Cover art/illustration via CryptoSlate
European Union regulators have removed a section from proposed legislation that may have banned Bitcoin mining in the region.
In the run-up to the decision, commentators had blasted lawmakers on the grounds of stifling innovation. Bitcoiner Dennis Porter made this point in a recent tweet, saying:
“Apparently the EU wants to ban #Bitcoin mining because they really don’t want the next 100 years of energy innovation to happen there.”
However, the issue highlights the multifaceted, sometimes conflicting, objectives faced by regulators. After all, regardless of where you stand on Proof-of-Work (PoW) mining, there’s little doubt it has an impact on energy resources.
Bitcoin mining remains a source of controversy
There are two issues to consider when it comes to Bitcoin mining: the energy source and the level of consumption.
As alleged by Elon Musk last May, the majority source for miners comes from highly polluting fossil fuels. Then again, this is disputed by some researchers who say the Bitcoin network is powered by up to 75% renewable sources.
Regarding consumption, Cambridge University estimates Bitcoin consumes 131.26 TWh of electricity over a year. For perspective, this is more than the country of Ukraine, which has a population of 43 million (124.5 TWh p/a) but less than Egypt, at 149.1 TWh p/a.

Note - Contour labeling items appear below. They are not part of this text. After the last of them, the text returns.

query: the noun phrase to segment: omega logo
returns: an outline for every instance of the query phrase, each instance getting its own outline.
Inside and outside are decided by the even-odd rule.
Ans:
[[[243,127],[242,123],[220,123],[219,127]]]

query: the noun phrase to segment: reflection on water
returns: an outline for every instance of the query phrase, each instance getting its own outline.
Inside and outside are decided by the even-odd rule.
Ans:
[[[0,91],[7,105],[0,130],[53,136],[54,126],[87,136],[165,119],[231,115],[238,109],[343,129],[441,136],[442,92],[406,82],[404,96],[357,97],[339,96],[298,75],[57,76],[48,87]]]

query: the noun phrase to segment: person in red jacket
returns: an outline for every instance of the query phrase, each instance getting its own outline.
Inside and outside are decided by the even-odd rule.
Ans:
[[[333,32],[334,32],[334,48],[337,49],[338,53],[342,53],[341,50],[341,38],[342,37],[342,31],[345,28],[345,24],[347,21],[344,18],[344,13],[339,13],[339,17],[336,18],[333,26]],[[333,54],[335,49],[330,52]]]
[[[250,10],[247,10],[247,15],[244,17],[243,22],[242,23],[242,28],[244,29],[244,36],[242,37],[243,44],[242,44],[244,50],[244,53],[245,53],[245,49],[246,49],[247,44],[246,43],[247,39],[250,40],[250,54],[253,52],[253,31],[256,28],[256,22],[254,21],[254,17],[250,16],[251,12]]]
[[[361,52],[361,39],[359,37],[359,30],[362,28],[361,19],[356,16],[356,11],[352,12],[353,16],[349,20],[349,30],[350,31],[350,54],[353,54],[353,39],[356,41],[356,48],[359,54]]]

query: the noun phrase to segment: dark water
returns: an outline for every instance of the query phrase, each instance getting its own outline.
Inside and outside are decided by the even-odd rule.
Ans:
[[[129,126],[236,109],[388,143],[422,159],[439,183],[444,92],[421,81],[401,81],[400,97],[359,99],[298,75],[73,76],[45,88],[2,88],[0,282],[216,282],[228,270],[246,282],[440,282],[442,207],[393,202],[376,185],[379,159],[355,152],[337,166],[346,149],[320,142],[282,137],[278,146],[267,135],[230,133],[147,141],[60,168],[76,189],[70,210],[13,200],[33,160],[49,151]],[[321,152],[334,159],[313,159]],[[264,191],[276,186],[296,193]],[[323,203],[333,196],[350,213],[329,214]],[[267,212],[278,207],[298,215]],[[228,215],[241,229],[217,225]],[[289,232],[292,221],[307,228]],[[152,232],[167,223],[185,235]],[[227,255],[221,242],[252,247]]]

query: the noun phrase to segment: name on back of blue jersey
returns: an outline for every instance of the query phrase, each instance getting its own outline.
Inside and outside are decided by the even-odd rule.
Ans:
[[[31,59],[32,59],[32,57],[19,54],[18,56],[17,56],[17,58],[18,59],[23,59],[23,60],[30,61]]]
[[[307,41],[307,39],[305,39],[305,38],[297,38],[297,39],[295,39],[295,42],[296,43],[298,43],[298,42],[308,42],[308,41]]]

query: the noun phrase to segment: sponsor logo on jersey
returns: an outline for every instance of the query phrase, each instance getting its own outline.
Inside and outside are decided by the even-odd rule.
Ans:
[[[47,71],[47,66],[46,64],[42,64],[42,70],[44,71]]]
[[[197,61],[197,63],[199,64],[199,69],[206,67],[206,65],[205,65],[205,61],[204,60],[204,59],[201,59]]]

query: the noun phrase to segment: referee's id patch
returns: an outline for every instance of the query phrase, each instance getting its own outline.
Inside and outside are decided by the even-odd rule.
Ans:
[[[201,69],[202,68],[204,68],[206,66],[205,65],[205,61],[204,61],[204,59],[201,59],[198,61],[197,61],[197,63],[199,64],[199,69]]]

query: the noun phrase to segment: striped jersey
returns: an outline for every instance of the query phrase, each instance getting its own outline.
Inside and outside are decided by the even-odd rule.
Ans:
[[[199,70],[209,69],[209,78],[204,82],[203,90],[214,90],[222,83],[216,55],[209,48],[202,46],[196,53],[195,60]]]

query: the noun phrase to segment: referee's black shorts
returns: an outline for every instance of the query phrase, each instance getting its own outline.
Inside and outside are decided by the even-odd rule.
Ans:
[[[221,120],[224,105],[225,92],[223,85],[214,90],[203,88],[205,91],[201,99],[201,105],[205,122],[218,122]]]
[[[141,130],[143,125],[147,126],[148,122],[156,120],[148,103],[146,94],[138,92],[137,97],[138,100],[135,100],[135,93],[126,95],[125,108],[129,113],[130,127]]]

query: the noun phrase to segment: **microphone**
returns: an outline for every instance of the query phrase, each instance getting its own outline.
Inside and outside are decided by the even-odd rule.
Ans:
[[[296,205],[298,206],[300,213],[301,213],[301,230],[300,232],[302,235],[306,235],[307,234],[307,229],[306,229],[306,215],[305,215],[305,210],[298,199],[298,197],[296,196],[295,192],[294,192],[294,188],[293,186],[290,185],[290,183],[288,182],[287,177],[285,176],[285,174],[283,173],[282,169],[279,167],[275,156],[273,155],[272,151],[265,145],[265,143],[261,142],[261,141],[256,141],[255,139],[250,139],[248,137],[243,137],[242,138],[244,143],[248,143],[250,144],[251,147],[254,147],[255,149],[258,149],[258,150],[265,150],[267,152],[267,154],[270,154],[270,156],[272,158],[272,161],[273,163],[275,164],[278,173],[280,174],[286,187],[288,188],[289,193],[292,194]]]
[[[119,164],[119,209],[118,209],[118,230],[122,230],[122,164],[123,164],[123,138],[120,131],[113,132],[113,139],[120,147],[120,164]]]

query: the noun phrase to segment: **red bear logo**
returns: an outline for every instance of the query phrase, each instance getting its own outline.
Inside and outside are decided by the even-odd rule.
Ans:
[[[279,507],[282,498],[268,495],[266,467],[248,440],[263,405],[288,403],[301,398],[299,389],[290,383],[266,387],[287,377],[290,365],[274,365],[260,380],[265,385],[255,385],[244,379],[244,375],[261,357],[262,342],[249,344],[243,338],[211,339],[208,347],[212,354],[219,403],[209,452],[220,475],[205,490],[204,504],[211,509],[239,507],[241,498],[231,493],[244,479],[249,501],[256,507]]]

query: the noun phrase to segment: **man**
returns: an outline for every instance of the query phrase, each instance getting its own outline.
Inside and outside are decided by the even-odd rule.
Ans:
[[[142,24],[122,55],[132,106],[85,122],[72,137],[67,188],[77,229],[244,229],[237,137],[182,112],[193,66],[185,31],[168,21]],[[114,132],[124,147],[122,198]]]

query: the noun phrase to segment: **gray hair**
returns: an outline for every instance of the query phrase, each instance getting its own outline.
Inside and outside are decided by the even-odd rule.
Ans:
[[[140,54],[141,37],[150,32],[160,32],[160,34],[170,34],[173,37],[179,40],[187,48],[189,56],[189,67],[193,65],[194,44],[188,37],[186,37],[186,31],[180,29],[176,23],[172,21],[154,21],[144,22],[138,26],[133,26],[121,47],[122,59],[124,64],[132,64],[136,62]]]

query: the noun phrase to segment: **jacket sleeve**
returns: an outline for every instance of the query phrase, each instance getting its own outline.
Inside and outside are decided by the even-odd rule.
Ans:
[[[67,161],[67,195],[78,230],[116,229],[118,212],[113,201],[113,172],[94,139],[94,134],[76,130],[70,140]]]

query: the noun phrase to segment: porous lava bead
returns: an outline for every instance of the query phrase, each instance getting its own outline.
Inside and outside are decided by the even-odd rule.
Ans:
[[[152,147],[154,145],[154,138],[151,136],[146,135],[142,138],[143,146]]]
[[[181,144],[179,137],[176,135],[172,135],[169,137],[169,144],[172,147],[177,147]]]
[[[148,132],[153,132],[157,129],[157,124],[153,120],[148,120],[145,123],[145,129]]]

Critics liken Bitcoin to a ravenous monster in that the bigger it gets, the more electricity it will consume. They foresee a time when blackouts occur as electricity infrastructures struggle to cope with demand. For that reason, curbs on PoW mining are necessary.
Power blackouts due to competing demands have already happened in Iran, and more recently, in Kazakhstan.
MicroStrategy CEO Michael Saylor points out the relationship isn’t as linear as people think. In response to the controversy triggered by Musk, he countered by saying energy efficiency improves as the network scales.
However, Saylor’s point didn’t address raw consumption, which will still increase as the network grows. As a result, blackouts may become more frequent unless energy production increases.
Was the EU going to ban Proof-of-Work mining?
Some had interpreted a section in the proposed Markets in Crypto Assets (MiCA) bill as conducive to a ban on PoW.
But the purpose of MiCa is to further enable and support the potential of digital finance in terms of innovation and competition. It was never a direct attempt to ban PoW mining.
Member of European Parliament Stefan Berger, who led the bill, said although paragraph 61 (9c) of the bill may have been interpreted as a ban on PoW mining, the purpose was not to restrict Bitcoin or any PoW token.
“it is central for me that the MiCA Directive is not misinterpreted as a de facto bitcoin ban.”
To avoid any doubt on the matter, Berger has since moved to pull that section from the proposed bill, which he confirmed via Twitter on Tuesday.
Lawmakers will vote on MiCA at the end of this month or early April. If approved, it will provide a regulatory framework for digital assets in the EU.